How to Dry Your Hands Using Just One Paper Towel

Screen capture. TED

This could save billions of pounds of paper

They're lurking in public restroom trashcans across America: tons of crumpled up paper towels, tragic little sheets destined for the landfill after a single use. Their intended purpose, drying your hands, is both arguably unnecessary and completely wasteful -- but folks don't seem to mind that too much. In fact, U.S. consumers burn through a whopping 13 billion pounds of paper every year, often to accomplish this most elementary hygienic chore.

But lo, wet-handed readers, there's a better way.

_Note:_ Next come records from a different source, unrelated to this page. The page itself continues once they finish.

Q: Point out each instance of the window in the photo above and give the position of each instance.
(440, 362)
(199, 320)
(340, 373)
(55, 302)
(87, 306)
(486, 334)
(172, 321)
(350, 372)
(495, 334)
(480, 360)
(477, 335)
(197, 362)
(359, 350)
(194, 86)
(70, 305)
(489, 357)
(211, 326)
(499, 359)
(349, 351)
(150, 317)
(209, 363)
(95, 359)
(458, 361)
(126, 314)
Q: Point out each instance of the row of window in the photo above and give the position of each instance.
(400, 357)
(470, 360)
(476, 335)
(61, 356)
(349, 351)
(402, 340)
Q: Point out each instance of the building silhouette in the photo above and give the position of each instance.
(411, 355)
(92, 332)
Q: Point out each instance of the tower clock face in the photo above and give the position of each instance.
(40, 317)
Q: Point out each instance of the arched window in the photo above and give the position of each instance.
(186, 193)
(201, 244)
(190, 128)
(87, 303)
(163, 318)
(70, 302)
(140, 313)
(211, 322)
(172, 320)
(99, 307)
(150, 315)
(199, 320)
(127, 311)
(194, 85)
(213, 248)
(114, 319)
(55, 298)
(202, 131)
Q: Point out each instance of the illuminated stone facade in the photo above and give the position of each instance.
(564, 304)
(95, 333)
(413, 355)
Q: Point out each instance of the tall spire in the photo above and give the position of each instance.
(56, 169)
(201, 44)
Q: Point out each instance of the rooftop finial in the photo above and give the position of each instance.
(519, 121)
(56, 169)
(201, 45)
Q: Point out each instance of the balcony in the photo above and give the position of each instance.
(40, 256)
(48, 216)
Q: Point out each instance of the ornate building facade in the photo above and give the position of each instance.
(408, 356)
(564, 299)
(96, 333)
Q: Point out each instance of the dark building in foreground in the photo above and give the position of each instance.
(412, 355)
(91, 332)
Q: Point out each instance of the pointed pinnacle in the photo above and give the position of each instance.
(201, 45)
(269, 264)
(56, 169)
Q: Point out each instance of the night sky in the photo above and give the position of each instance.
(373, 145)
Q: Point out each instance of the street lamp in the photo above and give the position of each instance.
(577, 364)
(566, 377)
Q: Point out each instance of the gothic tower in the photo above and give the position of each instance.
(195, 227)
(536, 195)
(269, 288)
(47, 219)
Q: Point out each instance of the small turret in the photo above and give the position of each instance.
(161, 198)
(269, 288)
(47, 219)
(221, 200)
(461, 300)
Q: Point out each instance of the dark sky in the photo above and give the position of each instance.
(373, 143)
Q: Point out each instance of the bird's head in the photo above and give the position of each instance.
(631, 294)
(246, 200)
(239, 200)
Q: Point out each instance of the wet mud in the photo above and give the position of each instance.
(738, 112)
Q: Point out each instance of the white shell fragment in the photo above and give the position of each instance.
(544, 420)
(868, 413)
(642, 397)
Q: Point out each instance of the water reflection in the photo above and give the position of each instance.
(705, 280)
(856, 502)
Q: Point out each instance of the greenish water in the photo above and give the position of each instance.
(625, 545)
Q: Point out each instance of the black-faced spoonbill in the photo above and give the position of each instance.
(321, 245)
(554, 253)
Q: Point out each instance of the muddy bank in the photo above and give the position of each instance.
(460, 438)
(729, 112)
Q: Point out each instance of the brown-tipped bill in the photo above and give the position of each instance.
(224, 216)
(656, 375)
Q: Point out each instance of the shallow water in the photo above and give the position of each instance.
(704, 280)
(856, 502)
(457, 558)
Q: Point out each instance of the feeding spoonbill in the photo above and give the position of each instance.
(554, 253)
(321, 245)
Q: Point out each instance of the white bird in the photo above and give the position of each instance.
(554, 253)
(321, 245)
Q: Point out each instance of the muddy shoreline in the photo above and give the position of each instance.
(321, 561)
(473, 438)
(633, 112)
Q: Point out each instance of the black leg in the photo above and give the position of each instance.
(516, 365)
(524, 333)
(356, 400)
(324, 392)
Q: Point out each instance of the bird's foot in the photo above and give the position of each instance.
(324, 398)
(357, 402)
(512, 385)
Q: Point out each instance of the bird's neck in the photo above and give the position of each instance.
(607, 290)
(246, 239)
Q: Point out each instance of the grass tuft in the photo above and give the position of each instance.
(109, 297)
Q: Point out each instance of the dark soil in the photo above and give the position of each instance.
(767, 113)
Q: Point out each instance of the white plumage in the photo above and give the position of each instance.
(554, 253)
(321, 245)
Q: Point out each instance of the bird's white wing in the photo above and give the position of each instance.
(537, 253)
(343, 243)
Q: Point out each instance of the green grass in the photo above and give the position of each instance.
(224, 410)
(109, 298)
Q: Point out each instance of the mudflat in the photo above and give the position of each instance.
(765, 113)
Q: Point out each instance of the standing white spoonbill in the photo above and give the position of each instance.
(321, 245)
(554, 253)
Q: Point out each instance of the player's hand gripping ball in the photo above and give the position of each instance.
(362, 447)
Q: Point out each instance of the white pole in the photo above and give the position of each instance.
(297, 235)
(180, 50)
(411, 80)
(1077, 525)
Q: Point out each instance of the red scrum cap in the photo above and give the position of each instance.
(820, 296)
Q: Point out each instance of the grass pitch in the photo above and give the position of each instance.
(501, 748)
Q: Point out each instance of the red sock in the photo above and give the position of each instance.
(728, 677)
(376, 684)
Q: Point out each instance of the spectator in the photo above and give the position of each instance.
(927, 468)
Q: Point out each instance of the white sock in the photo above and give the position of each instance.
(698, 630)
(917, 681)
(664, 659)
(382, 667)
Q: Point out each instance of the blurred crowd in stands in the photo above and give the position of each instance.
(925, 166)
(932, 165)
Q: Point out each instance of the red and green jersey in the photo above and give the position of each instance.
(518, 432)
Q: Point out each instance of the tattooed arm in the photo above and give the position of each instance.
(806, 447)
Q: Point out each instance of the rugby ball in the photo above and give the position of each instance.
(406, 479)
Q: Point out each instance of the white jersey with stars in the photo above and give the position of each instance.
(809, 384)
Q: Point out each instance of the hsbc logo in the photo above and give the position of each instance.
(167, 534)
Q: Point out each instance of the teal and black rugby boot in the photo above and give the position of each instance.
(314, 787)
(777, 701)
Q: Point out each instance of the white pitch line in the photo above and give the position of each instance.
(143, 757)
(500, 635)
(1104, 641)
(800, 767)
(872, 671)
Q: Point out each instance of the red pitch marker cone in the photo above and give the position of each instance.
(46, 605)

In a recent TEDx talk in Portland, Joe Smith outlines a smarter way to solve one of life's most waste-producing problems. And it's incredibly simple. Instead of grabbing for a clump of paper towels, simply shake your hands for a while first, then use a single, folded sheet to dab off the remaining moisture -- viola!

Here, watch:

I know what you're thinking -- you've been doing it the wasteful way and this new technique will be hard to adopt. But next time you pull out a towel from the dispenser and a second sheet pops out, tempting you to grab it, just leave it be. You're better than that.

paper towel photo.

psyberartist/CC BY 2.0

According to Smith, if everyone decided to dry off their hands with just one sheet, that would use 571 million less pounds of paper every year. That's roughly equivalent to 5 million trees, all saved because you started towelling off your mitts like a smart person.

Now, once you get into the habit of using just one paper towel, we can then begin working towards expert-level hand-drying: just wiping them off on your pants, for goodness sake.